What is it about an individual mandate that makes that specific form of regulation taboo?
Again, I don't think it's at all necessary or even a good idea to use such tenuous hypotheticals to answer the question.
Does the Commerce Clause allow Congress to mandate that you purchase a Premiun Membership to billoreilly.com?
actually it's not.
"The Congress shall have Power To regulate Commerce"
Commerce = transactions (sales and purchases) having the objective of supplying commodities.
A lot of people have been saying that if they can mandate health insurance, they can mandate broccoli.
That's what Vinson says, but it's not true.
The mere fact that there are tens of millions of people lacking minimum essential coverage is a current cost to the system. Even if an individual never requires mandated care that he can't afford to pay, in aggregate, this is a cost to the system which has to be accounted for. The non-zero risk that anyone lacking minimum essential coverage has of requiring care he can't afford is a cost to the system.
The "mere fact of being uninsured" argument would only work if those people could somehow opt out of healthcare altogether. Since there is a federal law requiring car to be given regardless of the person's ability to pay (as well as the legal notion of implied consent to treatment given by unconscious people at, for example, the scene of a traffic accident) means that there is no such thing, really, as the "mere fact that one does not opt for health insurance" without "these other features".

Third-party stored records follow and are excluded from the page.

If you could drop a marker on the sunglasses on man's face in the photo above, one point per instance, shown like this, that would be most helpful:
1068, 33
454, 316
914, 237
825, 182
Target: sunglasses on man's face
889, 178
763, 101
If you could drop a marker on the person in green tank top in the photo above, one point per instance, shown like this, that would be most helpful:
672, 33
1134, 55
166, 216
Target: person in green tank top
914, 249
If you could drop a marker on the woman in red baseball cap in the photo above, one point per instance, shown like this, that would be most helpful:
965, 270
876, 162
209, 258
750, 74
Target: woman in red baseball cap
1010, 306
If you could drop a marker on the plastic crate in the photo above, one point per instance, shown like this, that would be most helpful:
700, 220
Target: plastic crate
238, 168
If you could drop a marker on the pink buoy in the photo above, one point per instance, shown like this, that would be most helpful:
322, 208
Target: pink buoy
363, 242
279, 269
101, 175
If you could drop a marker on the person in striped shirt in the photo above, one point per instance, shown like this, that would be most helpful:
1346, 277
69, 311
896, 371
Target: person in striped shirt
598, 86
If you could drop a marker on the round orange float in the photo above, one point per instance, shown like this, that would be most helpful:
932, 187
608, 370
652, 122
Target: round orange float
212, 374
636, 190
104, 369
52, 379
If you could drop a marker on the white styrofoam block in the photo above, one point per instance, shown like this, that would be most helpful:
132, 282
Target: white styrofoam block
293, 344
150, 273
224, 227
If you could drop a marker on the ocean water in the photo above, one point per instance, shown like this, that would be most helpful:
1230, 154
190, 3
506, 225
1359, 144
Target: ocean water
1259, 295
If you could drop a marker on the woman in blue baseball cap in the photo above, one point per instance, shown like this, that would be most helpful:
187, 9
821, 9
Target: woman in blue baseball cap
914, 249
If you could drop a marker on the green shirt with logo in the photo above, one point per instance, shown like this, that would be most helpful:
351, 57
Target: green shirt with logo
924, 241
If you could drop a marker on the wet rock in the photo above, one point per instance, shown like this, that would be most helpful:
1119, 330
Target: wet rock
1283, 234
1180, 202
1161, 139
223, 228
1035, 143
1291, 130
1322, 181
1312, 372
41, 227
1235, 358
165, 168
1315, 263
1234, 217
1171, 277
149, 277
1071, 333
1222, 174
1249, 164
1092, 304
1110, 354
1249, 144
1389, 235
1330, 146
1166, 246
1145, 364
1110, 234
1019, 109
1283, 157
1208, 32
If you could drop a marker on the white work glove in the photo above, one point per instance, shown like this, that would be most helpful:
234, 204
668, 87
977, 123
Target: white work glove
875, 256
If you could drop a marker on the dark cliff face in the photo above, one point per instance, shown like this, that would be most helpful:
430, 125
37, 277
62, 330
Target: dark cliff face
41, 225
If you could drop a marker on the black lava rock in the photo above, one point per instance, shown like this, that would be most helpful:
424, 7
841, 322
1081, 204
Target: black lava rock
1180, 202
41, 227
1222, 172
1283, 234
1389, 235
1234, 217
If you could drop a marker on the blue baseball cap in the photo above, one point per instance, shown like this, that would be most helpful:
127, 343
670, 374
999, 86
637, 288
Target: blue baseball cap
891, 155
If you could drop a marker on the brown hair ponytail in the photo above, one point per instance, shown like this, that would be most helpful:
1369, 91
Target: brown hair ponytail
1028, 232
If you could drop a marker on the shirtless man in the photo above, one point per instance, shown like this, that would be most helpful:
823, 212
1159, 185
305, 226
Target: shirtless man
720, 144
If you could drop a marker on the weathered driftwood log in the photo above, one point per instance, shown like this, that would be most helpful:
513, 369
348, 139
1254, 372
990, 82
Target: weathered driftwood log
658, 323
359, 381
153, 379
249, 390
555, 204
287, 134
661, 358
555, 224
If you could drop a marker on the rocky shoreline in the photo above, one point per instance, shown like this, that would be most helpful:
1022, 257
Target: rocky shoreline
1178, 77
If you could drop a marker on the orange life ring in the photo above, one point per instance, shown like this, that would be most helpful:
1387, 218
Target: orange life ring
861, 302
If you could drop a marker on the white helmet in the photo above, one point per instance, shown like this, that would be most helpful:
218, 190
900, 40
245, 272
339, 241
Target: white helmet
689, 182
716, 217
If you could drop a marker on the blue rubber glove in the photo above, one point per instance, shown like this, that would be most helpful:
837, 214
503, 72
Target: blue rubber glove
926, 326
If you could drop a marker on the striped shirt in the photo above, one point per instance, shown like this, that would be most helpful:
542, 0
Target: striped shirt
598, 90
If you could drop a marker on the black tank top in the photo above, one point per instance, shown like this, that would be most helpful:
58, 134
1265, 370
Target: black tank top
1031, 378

It's an arbitrary and irrational splitting off. I could as logically just count the benefit and not the cost of any economic activity and claim that the mere fact that I don't wish to pay the cost means there is no cost.
This is not piling inference upon inference as was the argument that construed the possession of a gun as having a significant effect on interstate commerce. This is much closer to the facts of the case of Wickard than to the facts of the case in Lopez.
Again, it's a real cost that is part of the budget of every hospital in the U.S.
Memberships to billoreilly.com are interstate commerce, so Congress can regulate the purchase of those memberships. It is within the scope of those things which Congress can consider.
An actual law that specifically required a premium membership to billoreilly.com would probably run afoul of other constitutional prohibitions, but the fact that there was a mandate would not be the stumbling block.
Thank goodness you are here to clear up decades of confusion. If it were simple, the issue would have been solved a long time ago.
It seems like the only argument is that a "mandate to purchase" is beyond the powers of Congress.
For the life of me I don't see why. As TW noted, a specific mandate to purchase broccoli might be viewed somewhat differently than a specific mandate to purchase health insurance, but the idea that any "mandate to purchase" is inherently unconstitutional strikes me as somewhat bizarre.
Yikes!
Wow--I totally missed that one. If deepatrax's formula were right, Wickard v. Filburn would have been decided differently.
The case law clearly says that Congress has the authority to regulate any activity that has a significant effect on interstate commerce and not just "transactions".
Where did that transactions-only idea even come from?
Broccoli is one of the very very few vegetables I'd be happy to eat.